I read that in a comment on a blog post, so it must be true.

24

Tim Worstall 10.04.21 at 2:12 pm

” I suspect that the socialists I am specifically targeting in the paper are particularly prone to disregarding it.”

Well, yes, but then I would think that.

25

Trader Joe 10.04.21 at 3:24 pm

“History does not suggest that there will be plenty of second chances if we get it wrong in one instance. ”

I appreciate you may be using this as something of a call to action and intend it as more a throw-away line than an actual truism – but in fact History is nothing but second chances (and third chances, and twentieth chances). Indeed implicit in any dialectic is the presumption of second chances.

26

Kiwanda 10.04.21 at 4:13 pm

The recent death of Charles Mills has brought up his concerns with ideal vs. non-ideal, specifically as this relates to race. Despite some discussion here and here, I don’t quite understand where he’s coming from; this clip suggests that he thinks that Rawls and others think that the US is close-enough to ideal, that it could characterized as “a cooperative venture for mutual advantage”. There’s some evidence that Rawls did not think that; but that’s not the entirety of Mills’s critique. Closer to here: an attempt at a summary by someone of what Ingrid thinks on ideal vs. non-ideal.

27

engels 10.05.21 at 12:43 am

How can anyone judge whether those commitments, sacrifices, and risks are worth taking, without being offered a blueprint? You wouldn’t ask to redesign someone’s house, still less ask them to pay for it, and still less to risk their lives for it, without offering them a blueprint.

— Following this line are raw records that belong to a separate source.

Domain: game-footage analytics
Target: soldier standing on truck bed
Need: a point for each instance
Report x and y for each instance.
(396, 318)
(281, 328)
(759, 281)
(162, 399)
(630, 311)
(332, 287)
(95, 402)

Apologies if I’m stating the obvious but have you noticed that the house is ON FIRE?

28

Stephen 10.05.21 at 7:27 am

Possibly worth learning from the other Engels (Frederick):

“People who boasted that they had made a revolution have always seen the next day that they had no idea what they were doing, that the revolution made did not in the least resemble the one they would have liked to make. That is what Hegel calls the irony of history, an irony which few historic personalities escape.“

Letter to Vera Zasulich, 1885. I would say, an accurate prophecy on the whole.

29

Harry 10.05.21 at 2:13 pm

Stephen @28: thanks, that’s great.

30

engels 10.05.21 at 2:44 pm

Isn’t Stephen’s/Engels Sr’s point (which I agree with ofc) rather probematic for the “blueprints for the houses of the future” approach to socialism? What’s the point of choosing the bath taps years in advance if the holiday cottage you’re digging the foundations for turns out to be a tower block?

31

burritoboy 10.05.21 at 5:01 pm

Completely by coincidence, the San Francisco chapter of the Democratic Socialists of America is currently running a reading group on Envisioning Real Utopias. Also by coincidence, I run it and the next meeting is tonight at 6:30pm Pacific Time. We are discussing Chapters 6 and 7.

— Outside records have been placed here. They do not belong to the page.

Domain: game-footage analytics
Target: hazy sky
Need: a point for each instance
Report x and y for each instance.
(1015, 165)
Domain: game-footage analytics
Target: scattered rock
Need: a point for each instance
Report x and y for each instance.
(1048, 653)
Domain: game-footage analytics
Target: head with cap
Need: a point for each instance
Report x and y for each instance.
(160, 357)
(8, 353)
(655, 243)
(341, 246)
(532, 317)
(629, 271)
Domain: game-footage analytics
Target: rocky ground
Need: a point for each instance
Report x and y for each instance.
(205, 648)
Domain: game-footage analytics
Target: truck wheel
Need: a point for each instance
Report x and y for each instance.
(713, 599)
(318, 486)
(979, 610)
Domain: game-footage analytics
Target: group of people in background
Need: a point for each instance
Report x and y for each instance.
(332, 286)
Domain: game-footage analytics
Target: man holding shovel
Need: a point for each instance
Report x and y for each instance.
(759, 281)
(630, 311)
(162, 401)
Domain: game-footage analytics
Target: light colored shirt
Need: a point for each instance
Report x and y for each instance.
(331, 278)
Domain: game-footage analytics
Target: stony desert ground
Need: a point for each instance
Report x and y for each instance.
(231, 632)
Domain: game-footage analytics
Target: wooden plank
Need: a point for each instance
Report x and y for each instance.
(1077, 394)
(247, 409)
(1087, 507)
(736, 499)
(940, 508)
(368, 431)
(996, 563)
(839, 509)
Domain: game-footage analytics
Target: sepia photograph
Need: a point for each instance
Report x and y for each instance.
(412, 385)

The Zoom link is: https://us02web.zoom.us/j/83957465708

Harry, we would love for you to present to the group at a future point.

32

engels 10.05.21 at 6:19 pm

Btw should say I don’t think it’s fair to conflate Wright’s Real Utopias project with Cohen-style justice-mongering. Wright evidently adopted a lot of Cohen’s anti-Marxian arguments but his project is quite disinct from Cohen’s and stands and falls independently of it imo (whatever he may have thought himself).

33

burritoboy 10.07.21 at 5:33 pm

“Isn’t Stephen’s/Engels Sr’s point (which I agree with ofc) rather probematic for the “blueprints for the houses of the future” approach to socialism? What’s the point of choosing the bath taps years in advance if the holiday cottage you’re digging the foundations for turns out to be a tower block?”

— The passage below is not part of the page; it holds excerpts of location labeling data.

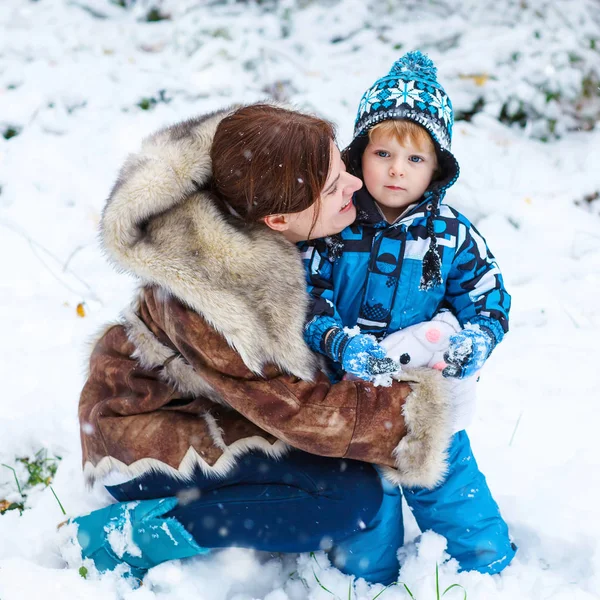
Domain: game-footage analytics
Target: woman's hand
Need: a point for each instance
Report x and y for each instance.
(468, 351)
(359, 355)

The book spends a fair bit of time discussing this. Wright has a rather tall order in this one book, because, of at least one central problem, is that socialists do not tend to focus on politics as politics very much. (It’s strange because socialists tend to think they are so much focused on politics – but they’re not: they’re focused on things above and below and structural and critical and yadda yadda – but most don’t actually take politics on the level of politics very seriously.) So Wright has to do a lot of work within the book explaining and expanding on that difficulty.